Optical flow (Lucas–Kanade)
Estimates per-point motion between frames; used for tracking.
Pose estimation tools
OpenPose / MediaPipe / PoseNet output body keypoints/skeletons.
Dynamic Time Warping (DTW)
Aligns and compares time sequences of differing speed; used for pose/gesture similarity.
Drone face-tracking pipeline
Face detect (Haar/CNN) → init tracker (KCF/Kalman) → centroid offset from centre → PID drone control.
Licence plate pipeline
Detect plate (edges/YOLO) → perspective-correct (homography) → segment chars → OCR (CNN/Tesseract).
Colour-segmentation pipeline
RGB→HSV → hue threshold → morphological cleanup → connected components/contours → measure or classify.
Mussel/size measurement pipeline
Segment object → fit ellipse / major axis → calibrate pixels→mm with a reference → output size.

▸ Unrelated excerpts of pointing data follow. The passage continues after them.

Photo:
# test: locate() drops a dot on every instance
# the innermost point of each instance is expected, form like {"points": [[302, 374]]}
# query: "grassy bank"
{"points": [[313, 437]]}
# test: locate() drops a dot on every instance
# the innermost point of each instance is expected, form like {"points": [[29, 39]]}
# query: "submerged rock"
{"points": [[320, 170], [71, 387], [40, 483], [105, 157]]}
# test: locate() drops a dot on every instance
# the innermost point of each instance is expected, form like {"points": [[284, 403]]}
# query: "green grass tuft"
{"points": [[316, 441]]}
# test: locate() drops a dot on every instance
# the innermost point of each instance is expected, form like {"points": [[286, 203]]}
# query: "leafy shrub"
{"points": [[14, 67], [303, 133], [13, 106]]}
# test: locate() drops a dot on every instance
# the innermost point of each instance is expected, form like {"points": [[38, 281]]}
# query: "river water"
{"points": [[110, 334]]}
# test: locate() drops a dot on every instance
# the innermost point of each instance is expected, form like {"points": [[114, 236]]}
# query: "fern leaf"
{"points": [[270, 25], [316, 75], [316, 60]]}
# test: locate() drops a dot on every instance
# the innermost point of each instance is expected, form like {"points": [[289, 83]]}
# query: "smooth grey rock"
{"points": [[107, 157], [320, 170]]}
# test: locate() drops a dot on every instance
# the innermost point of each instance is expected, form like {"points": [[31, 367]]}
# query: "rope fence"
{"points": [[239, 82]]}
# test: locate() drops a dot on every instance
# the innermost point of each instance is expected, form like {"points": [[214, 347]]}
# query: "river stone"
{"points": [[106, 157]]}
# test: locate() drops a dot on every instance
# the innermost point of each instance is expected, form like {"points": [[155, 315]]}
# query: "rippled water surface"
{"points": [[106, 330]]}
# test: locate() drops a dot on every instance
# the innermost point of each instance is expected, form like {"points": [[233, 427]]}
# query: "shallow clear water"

Seven-segment reading pipeline
Threshold display → perspective-correct → split digit cells → test which of 7 segments are on → decode.
Why HSV beats RGB outdoors
Hue is largely invariant to brightness; RGB clusters shift with lighting because channels are correlated.
Coasting during dropouts
When no measurement arrives, run prediction only (propagate by motion model) and let uncertainty grow until re-acquisition.